Geçtiğimiz günlerde kazananları yayınlanan ülkenin en saygın devlet ödülü Pras İsrael’de (İsrael Ödülü) bu yıl önemli bir değişim oldu. Beş kadın bu ödüle layık görüldü. 2019 yılı Pras İsrael’i kazananların yüzde 45’inin kadınlar olması, 1975 yılından bu yana ilk kez rastlanan bir durum.
Bu ödül hakkında kısaca bilgi vermek gerekirse… 1953’ten beri her yıl Pras İsrael, çalışmaları ile ülkesine farklı alanlarda kazanımlarda bulunmuş kişilere veriliyor. Ödül dağıtımı Yom Atsmaut (Bağımsızlık Bayramı) günü Devlet Başkanının da katıldığı bir törenle gerçekleşiyor.
Pras İsrael’in Yom Atsmaut’ta verilmesinin amacı, siyasi özgürlük ile ruhani özgürlüğün arasındaki içsel ve organik bağı vurgulamak. O gün dünyanın farklı ülkelerinden gelen gençler arasında düzenlenen Tanah yarışmasının ardından bu ödül töreninin gerçekleşmesi bu düşüncenin en açık ifadesi değil mi?
Size bu yıl beş kadının bu ödüle layık görüldüğünü söylemiştim. Adi Kamhi (Sosyal Bilimler profesörü), Rona Ramon (Eğitimci), Naomi Polani (Şarkıcı ve Oyuncu), Miri Arantel (Zihron Menahem Vakfı kurucusu), Dvora Bernstein (Sosyoloji profesörü)… Hepsi kendi alanlarında başarılı ve ülkelerine farklı alanlarda hizmette bulunmuş kadınlar…

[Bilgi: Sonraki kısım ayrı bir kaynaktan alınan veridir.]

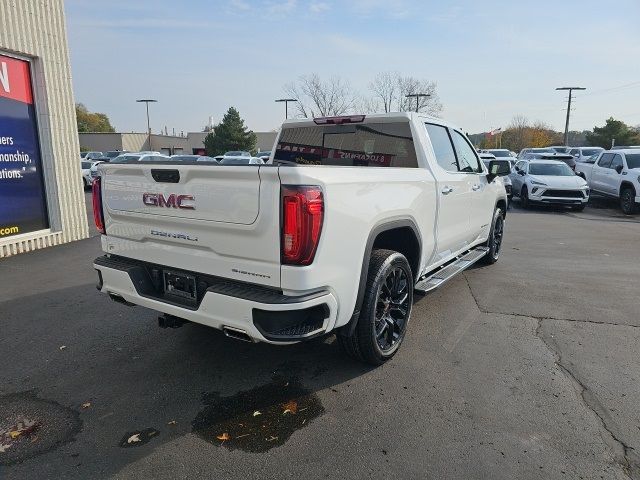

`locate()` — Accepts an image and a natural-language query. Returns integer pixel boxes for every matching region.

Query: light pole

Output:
[136,98,157,150]
[556,87,586,147]
[405,93,431,112]
[276,98,298,120]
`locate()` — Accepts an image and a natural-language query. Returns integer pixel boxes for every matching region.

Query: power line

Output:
[556,87,586,147]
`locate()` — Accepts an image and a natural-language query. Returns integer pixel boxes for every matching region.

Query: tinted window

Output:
[582,148,603,157]
[425,123,458,172]
[625,153,640,168]
[609,155,622,170]
[453,131,482,173]
[529,163,575,177]
[598,153,613,168]
[274,122,418,168]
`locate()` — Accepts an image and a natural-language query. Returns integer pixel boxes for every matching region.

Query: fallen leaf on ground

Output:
[282,400,298,415]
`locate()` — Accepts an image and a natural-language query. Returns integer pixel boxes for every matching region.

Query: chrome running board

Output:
[414,247,489,293]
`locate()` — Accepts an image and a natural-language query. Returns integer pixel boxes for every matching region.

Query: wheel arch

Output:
[618,180,638,196]
[341,217,422,335]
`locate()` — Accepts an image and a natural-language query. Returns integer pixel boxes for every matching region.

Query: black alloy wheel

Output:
[375,267,413,353]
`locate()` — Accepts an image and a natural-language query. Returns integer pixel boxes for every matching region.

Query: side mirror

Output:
[487,160,511,183]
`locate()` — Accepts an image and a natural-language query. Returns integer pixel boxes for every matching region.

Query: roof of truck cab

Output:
[282,112,461,130]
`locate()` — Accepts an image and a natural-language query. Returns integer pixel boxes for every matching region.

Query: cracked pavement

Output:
[0,193,640,480]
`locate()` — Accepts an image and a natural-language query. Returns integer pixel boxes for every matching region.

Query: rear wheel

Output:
[482,207,504,265]
[520,185,531,208]
[620,188,638,215]
[338,250,413,365]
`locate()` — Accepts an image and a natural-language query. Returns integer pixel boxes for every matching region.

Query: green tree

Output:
[76,103,115,132]
[204,107,257,156]
[587,117,640,148]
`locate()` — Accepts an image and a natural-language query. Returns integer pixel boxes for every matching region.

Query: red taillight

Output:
[281,186,324,265]
[91,177,105,234]
[313,115,365,125]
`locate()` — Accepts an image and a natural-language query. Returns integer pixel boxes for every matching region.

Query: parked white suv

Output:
[576,148,640,215]
[94,113,508,364]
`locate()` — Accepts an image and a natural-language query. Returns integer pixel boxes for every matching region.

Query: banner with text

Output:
[0,55,49,240]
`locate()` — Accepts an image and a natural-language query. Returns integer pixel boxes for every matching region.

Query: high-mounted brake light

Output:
[281,186,324,265]
[91,177,105,235]
[313,115,365,125]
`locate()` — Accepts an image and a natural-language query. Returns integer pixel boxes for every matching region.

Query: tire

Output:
[482,207,504,265]
[337,249,413,365]
[520,185,531,209]
[620,187,638,215]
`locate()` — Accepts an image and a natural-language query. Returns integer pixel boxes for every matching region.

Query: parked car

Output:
[80,152,104,160]
[522,152,576,171]
[93,112,510,365]
[517,147,557,160]
[171,154,219,164]
[484,148,516,162]
[576,148,640,215]
[480,158,513,200]
[510,159,589,211]
[220,156,264,165]
[80,160,101,188]
[91,151,170,179]
[223,150,251,157]
[256,151,271,163]
[569,147,604,162]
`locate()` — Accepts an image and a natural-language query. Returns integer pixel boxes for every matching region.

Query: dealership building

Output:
[0,0,88,257]
[79,132,278,155]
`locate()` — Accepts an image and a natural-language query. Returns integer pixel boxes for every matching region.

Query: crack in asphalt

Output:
[462,274,640,480]
[535,318,640,479]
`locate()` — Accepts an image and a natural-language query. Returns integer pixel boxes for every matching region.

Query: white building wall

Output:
[0,0,89,257]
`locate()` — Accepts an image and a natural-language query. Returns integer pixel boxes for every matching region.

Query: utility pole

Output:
[556,87,586,147]
[405,93,431,112]
[136,98,157,150]
[276,98,298,120]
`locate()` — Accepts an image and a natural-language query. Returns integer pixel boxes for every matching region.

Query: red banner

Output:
[0,55,33,103]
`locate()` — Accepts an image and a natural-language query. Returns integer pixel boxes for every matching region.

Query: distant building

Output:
[78,132,278,155]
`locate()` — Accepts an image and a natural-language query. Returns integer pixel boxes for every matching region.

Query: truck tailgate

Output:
[100,164,280,287]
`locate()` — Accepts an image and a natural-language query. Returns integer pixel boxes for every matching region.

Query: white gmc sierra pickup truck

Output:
[93,113,509,364]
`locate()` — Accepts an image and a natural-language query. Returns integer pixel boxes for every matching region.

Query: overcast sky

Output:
[65,0,640,133]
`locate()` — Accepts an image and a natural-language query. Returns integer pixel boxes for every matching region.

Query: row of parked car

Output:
[479,147,640,215]
[80,150,271,188]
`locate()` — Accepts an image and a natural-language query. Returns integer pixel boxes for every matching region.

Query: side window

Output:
[609,155,622,170]
[453,130,482,173]
[598,153,613,168]
[425,123,458,172]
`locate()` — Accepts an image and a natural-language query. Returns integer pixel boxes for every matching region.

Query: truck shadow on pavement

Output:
[0,284,378,478]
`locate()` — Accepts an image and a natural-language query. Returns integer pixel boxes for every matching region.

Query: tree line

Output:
[469,115,640,152]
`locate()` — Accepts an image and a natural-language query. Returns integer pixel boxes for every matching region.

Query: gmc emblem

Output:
[142,193,196,210]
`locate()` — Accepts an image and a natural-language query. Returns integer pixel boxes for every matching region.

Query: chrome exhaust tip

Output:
[222,327,253,343]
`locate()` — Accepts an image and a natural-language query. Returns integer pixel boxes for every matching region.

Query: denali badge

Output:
[151,230,198,242]
[142,193,196,210]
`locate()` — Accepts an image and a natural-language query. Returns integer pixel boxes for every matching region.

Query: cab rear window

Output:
[274,122,418,168]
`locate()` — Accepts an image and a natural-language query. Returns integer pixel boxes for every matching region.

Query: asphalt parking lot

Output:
[0,192,640,479]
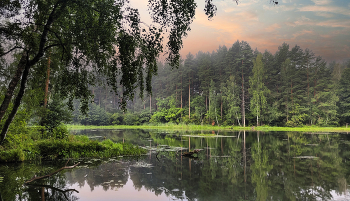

9 Mayıs Perşembe günü gerçekleşecek ödül töreninde bu değerli beş kadından biri, Rona Ramon ne yazık ki orada hazır bulunamayacak. Çünkü Rona geçtiğimiz Aralık ayında pankreas kanserine yenik düştü, 54 yaşında yaşamını yitirdi. Bu nedenle bu ödüle layık görülen diğer dört kadına en derin saygılarımla, bu yazımda Rona Ramon’a yoğunlaşmak istiyorum. Rona Ramon’un 2003 yılında Columbia uzay aracında yaşamını yitiren İsrael’in ilk astronotu İlan Ramon’un dul eşi olduğunu, 2009’da meydana gelen eğitim kazasında büyük oğlu savaş pilotu Assaf Ramon’u yitirdiğini hepimiz biliyoruz.
Rona Ramon yaşadığı acılara gömülüp içine kapanmaktansa farklı bir yol seçti. Henüz 15 yaşlarındayken Gençlik Aliya’sı kapsamında Türkiye’den İsrael’e göç eden Gila ve Yaakov Simantov’un kızlarıydı o ne de olsa. İsrael’de aile kurarak Siyonist rüyalarını gerçekleştirmiş Gila ve Yaakov’un cesur kızıydı o.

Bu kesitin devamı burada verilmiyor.